А сверх того надобно и оговориться: речь идет совсем не об любви к Сквознику-Дмухановскому, а о том, что все в мире относительно. Всякая минута имеет свою опасность, и в настоящую минуту эту опасность представляет Никанор Дракин. Он слишком суетится, слишком назойливо стремится выказать Сквозника-Дмухановского в смешном свете, чтобы можно было сомневаться, что ему хочется вскочить на место последнего. Но при этом он совсем не на том настаивает, что, в случае успеха своей затеи, пойдет разными путями с Сквозником-Дмухановским, а только на том, что он превзойдет его. И он действительно превзойдет. Вот это-то и нужно непременно иметь в виду, ибо ежели надоел Сквозник-Дмухановский, то Дракин, с своим желанием «превзойти», надоест вдвое больше.

Если б дело шло о расширении области дракинского лужения, это тронуло бы меня весьма умеренно.

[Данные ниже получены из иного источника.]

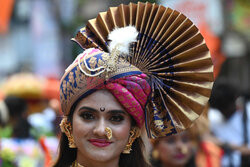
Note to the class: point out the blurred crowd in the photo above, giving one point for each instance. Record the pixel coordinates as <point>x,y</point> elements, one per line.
<point>29,101</point>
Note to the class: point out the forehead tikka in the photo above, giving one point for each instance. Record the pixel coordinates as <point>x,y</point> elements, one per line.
<point>102,109</point>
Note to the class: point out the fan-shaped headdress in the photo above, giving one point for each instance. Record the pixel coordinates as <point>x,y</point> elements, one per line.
<point>169,54</point>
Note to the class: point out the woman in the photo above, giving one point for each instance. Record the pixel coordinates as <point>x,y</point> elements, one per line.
<point>111,90</point>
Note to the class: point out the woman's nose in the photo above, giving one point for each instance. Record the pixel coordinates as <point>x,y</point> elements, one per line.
<point>99,129</point>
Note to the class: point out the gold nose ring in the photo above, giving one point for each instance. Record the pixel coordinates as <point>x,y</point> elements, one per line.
<point>108,132</point>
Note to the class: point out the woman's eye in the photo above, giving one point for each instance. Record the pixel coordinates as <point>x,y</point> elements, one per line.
<point>170,140</point>
<point>87,116</point>
<point>117,118</point>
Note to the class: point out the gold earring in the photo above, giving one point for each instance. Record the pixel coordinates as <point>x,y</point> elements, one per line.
<point>134,133</point>
<point>184,150</point>
<point>155,154</point>
<point>67,128</point>
<point>108,132</point>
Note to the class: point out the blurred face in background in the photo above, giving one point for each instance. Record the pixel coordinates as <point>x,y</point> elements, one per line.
<point>175,150</point>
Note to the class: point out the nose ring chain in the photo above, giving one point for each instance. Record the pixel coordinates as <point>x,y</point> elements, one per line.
<point>108,132</point>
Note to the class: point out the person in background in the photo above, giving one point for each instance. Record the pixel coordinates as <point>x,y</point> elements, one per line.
<point>227,123</point>
<point>191,148</point>
<point>14,110</point>
<point>173,151</point>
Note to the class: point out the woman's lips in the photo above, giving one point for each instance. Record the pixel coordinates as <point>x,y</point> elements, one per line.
<point>179,156</point>
<point>100,142</point>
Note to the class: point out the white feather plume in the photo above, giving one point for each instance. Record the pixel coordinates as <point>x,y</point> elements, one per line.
<point>122,37</point>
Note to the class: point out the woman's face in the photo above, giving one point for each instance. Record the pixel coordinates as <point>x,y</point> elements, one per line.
<point>175,150</point>
<point>90,121</point>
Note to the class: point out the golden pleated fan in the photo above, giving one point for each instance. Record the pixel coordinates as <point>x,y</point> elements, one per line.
<point>171,51</point>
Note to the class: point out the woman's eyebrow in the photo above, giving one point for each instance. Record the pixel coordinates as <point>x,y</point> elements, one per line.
<point>117,112</point>
<point>87,108</point>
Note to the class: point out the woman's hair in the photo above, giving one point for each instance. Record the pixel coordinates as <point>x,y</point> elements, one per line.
<point>68,155</point>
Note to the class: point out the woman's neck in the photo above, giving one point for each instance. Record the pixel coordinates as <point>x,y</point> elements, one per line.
<point>171,165</point>
<point>92,163</point>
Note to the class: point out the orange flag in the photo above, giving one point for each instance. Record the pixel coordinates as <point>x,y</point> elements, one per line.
<point>5,14</point>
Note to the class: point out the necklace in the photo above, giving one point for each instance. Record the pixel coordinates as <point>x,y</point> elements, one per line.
<point>76,164</point>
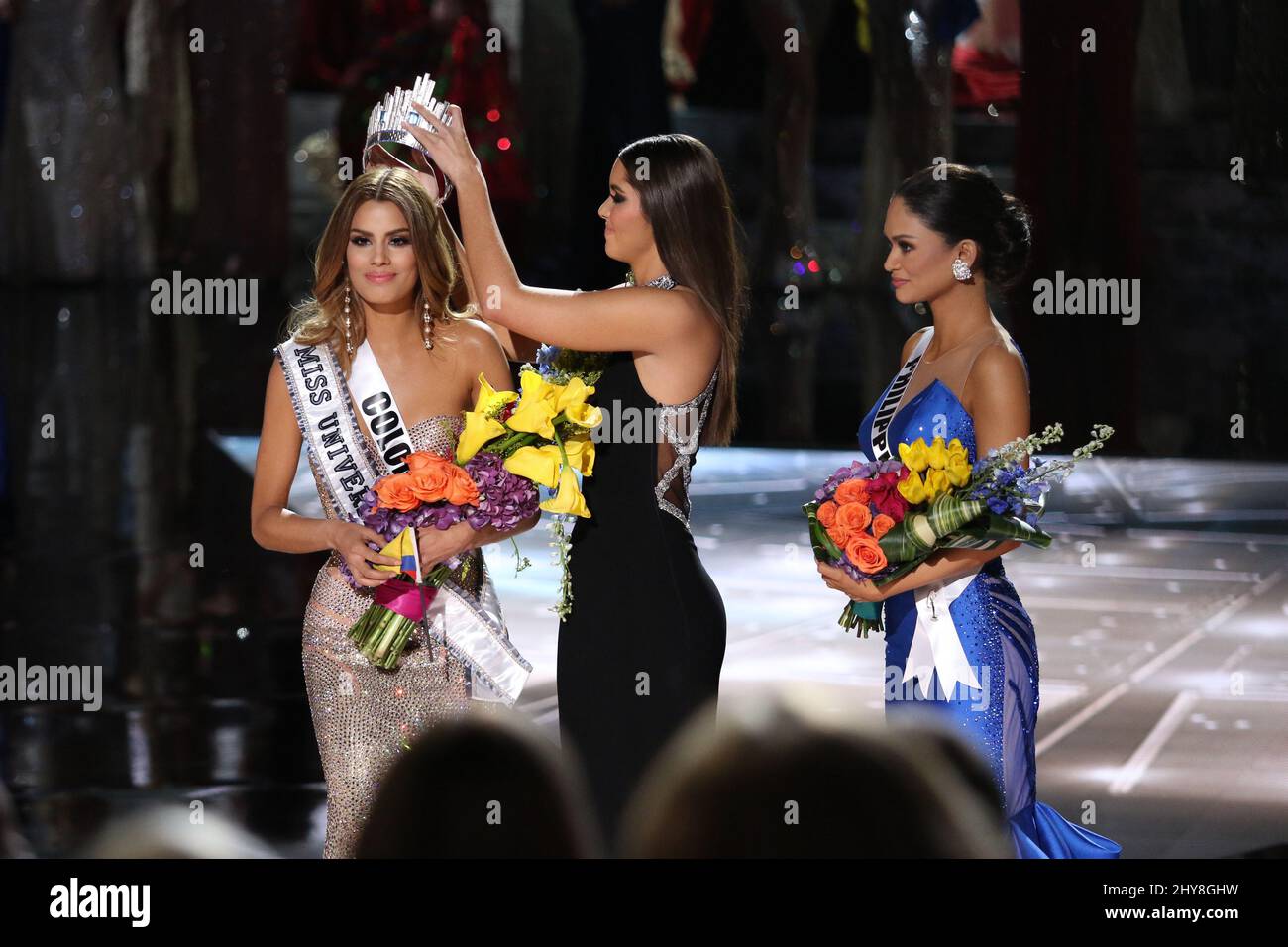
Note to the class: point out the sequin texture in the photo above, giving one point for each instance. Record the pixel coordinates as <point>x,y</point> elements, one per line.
<point>365,716</point>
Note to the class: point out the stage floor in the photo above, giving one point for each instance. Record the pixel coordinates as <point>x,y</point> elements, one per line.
<point>1160,613</point>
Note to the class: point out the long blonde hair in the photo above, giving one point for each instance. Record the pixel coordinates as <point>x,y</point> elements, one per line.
<point>320,318</point>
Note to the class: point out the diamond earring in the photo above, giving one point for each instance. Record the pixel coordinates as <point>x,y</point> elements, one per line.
<point>348,341</point>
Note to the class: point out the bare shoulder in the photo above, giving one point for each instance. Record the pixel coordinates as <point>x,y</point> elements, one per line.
<point>999,367</point>
<point>912,341</point>
<point>478,335</point>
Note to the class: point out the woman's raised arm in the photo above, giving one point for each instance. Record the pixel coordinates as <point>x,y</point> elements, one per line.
<point>603,321</point>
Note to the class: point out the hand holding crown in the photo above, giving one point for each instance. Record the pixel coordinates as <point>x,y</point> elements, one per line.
<point>446,144</point>
<point>393,127</point>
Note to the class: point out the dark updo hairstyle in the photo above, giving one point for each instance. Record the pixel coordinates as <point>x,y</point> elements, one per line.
<point>966,204</point>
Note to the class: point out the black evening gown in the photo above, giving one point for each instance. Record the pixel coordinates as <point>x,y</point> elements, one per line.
<point>643,644</point>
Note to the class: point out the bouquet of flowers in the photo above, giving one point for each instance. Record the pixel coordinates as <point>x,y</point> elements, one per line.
<point>540,433</point>
<point>880,519</point>
<point>432,492</point>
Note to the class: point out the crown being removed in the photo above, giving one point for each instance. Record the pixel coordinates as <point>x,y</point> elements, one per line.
<point>385,127</point>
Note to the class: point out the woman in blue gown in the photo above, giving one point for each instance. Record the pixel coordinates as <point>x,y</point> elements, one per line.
<point>960,644</point>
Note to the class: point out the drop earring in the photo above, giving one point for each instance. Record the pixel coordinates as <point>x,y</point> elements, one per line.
<point>348,339</point>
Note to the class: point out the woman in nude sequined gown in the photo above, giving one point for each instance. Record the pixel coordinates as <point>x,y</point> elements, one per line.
<point>384,273</point>
<point>644,642</point>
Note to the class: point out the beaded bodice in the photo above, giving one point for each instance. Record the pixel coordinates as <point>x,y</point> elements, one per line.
<point>679,428</point>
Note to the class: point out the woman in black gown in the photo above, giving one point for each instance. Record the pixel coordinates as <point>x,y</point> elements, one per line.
<point>643,644</point>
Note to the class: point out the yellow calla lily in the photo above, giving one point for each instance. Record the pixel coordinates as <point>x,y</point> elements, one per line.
<point>938,454</point>
<point>572,393</point>
<point>911,487</point>
<point>537,464</point>
<point>936,483</point>
<point>536,406</point>
<point>914,455</point>
<point>568,499</point>
<point>958,471</point>
<point>489,399</point>
<point>478,431</point>
<point>581,454</point>
<point>584,415</point>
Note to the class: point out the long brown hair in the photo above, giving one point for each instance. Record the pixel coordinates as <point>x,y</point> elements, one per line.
<point>686,198</point>
<point>320,318</point>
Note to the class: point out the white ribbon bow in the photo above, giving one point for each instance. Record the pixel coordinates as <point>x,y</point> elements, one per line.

Но Пафнутьевы говорят не о лужении, а об том, чтобы проникнуть в сферу шиворота и выворачиванья рук к лопаткам. Вот почва, на которой мы стоим в настоящее время и которую не должны терять из виду, ежели хотим рассуждать правильно.

Было время, когда меня ужасно волновал вопрос, какие исправники благороднее: те ли, которые служат по выборам дворянства, или те, которые определяются от короны. Иногда казалось, что выборные исправники благороднее, иногда — что благороднее исправники коронные. Ах, тетенька! какое это странное время было! и какие изумительные вопросы волновали тогда умы! Однако ж, взвесив все доводы pro и contra, я кончил тем, что сходил в баню и порешил: забыть об этом вопросе навсегда. И забыл.

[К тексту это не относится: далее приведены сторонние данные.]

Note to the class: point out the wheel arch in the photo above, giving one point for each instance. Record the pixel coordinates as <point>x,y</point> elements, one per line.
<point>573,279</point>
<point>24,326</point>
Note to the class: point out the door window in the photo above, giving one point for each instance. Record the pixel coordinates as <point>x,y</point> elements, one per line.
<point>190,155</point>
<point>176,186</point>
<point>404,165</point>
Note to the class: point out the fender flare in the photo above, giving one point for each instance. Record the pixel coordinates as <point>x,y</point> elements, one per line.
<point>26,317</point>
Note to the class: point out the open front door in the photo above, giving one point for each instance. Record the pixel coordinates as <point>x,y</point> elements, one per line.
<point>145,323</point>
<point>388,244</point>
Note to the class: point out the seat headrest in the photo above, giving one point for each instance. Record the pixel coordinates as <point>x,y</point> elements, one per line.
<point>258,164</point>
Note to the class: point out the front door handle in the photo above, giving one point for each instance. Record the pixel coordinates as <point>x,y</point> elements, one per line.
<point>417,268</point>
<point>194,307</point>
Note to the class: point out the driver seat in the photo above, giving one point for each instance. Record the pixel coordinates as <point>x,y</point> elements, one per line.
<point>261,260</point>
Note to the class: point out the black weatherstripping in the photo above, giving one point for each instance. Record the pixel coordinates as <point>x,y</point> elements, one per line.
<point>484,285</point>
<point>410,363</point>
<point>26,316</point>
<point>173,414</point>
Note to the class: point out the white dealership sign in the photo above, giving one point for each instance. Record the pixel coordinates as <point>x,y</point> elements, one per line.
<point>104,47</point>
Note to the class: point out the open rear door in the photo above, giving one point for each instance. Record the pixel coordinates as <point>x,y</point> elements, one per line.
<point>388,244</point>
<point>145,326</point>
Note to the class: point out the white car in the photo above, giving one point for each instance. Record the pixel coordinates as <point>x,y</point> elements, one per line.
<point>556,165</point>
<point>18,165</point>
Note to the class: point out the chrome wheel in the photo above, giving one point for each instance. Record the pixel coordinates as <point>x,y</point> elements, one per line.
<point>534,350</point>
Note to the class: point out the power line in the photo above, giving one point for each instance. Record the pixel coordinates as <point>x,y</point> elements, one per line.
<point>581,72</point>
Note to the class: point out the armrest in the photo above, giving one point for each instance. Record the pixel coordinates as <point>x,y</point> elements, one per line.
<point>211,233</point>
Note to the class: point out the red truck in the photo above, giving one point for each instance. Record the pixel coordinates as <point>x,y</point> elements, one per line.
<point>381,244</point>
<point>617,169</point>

И вот теперь приходится опять об нем вспоминать, потому что провозглашатели «средостений» и «оздоровлений» почти силком ставят его на очередь. И вновь перед глазами моими, одна за другой, встают картины моей молодости, картины, в которых контингент действующих лиц в значительной мере наполнялся куроцапами. То было время крепостного права, когда мы с вами, молодые, здоровые и довольные, ходили рука в руку по аллеям парка и трепетно прислушивались к щелканью соловья…

Слышишь, в роще зазвучалиПесни соловья;Звуки их, полны печали,Молят за меня…

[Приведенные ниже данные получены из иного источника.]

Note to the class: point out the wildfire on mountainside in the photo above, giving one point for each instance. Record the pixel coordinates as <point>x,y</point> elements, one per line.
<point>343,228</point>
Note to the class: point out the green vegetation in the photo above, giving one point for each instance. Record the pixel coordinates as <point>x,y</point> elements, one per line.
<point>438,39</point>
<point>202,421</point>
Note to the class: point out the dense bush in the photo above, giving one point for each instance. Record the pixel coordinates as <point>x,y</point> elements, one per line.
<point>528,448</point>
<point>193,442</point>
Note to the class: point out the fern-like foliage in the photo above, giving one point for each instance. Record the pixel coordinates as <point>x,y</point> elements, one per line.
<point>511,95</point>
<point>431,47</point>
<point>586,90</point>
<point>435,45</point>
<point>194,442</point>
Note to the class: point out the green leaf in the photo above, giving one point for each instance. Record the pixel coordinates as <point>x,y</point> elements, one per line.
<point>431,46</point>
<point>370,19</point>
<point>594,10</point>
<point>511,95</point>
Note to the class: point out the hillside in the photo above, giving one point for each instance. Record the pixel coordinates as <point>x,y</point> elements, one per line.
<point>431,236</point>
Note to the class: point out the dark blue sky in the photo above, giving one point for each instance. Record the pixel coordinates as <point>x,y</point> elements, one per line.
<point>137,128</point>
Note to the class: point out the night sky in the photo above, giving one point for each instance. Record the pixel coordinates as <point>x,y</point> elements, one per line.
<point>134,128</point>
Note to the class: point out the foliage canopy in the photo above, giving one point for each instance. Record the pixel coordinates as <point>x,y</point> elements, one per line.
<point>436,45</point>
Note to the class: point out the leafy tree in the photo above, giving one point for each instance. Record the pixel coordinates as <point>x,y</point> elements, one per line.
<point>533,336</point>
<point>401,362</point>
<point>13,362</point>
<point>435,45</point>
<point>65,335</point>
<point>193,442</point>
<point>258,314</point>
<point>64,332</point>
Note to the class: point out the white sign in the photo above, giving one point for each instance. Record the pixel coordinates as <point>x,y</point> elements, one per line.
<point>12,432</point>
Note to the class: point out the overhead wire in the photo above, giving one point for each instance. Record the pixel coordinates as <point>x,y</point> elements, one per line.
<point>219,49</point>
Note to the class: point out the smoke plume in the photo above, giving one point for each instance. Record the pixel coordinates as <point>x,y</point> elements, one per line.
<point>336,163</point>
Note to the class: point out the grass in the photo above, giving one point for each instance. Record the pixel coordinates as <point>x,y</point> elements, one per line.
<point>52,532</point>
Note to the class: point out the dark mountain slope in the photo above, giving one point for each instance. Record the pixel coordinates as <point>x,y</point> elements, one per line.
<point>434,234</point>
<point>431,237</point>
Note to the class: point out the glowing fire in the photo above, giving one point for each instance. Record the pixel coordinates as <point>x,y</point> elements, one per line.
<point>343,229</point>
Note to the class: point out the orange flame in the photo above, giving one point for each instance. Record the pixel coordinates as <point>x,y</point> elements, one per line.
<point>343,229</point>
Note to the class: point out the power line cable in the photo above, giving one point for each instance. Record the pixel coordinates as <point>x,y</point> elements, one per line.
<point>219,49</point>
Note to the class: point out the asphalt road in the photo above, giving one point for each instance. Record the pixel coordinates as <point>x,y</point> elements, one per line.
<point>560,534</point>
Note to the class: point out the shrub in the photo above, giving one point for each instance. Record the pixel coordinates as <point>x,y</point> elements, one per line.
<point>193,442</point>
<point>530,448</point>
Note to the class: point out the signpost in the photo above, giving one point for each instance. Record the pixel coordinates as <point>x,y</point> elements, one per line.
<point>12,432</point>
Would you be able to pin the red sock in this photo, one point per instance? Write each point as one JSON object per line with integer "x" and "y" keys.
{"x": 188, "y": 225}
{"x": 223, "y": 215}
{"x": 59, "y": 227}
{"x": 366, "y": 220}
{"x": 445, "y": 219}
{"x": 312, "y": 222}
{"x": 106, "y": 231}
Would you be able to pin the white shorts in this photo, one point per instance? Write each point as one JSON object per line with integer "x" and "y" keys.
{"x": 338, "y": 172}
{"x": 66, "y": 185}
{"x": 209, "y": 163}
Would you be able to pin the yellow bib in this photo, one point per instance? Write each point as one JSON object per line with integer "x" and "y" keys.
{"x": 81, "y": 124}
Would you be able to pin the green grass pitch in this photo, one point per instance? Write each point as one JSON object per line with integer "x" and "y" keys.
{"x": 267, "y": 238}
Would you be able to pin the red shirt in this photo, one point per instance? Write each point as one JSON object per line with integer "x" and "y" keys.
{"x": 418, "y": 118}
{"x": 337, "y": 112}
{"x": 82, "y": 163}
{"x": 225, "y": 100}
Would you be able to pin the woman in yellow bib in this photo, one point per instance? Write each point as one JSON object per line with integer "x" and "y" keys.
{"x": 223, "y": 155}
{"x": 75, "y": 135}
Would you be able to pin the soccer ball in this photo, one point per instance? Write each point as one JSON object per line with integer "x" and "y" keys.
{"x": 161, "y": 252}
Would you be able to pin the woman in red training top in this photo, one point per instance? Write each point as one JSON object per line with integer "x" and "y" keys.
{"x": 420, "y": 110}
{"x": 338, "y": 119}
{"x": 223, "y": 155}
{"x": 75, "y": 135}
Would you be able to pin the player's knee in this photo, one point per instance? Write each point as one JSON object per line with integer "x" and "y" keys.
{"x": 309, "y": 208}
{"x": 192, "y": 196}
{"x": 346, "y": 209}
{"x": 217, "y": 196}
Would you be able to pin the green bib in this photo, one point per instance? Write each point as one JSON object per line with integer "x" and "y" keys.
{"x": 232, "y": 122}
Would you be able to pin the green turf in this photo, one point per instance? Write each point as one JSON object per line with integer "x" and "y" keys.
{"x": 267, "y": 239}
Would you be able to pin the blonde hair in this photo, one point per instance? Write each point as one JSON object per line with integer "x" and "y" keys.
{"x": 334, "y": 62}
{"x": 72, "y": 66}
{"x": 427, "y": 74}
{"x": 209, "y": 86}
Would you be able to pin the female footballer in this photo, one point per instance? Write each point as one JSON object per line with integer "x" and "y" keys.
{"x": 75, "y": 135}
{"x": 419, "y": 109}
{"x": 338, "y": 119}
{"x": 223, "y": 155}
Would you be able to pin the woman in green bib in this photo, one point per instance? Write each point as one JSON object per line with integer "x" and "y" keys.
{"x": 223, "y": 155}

Так пели и вздыхали мы с вами, отнюдь не подозревая, что окружающий нас мир есть мир куроцапов. Были тогда куроцапы оседлые, которые жили в своих гнездах и куроцапствовали в границах, указанных планами генерального межевания, и были куроцапы кочующие, облеченные доверием, которые разъезжали по дорогам и наблюдали, чтобы основы оседлого куроцапства пребывали незыблемыми. Ничего мы этого не понимали, потому что совсем не об том соловей нам пел. Мы стояли, как очарованные, и всё слушали и слушали, покуда, наконец, потерев ручкой то место, где у куколок полагается желудочек, вы не произносили: а не пойти ли на скотную к Анфисе сливок покушать? И мы уходили… но как хороша была старая Анфиса, когда, подавая чашку, наполненную палевой массой, она восклицала: кормильцы вы наши! А оттуда в оранжерею: персики, сливы, вишни — всего вдоволь! и опять старый садовник Архип (ах, как он был хорош!): кормильцы вы наши! Но вот наконец и обед. "Сонечка! не лучше ли супцу тебе покушать? У тебя, кажется, животик болит!" Ах, нет, maman, я — ботвиньи!.. Милая вы моя! ну, точно сейчас все это вижу!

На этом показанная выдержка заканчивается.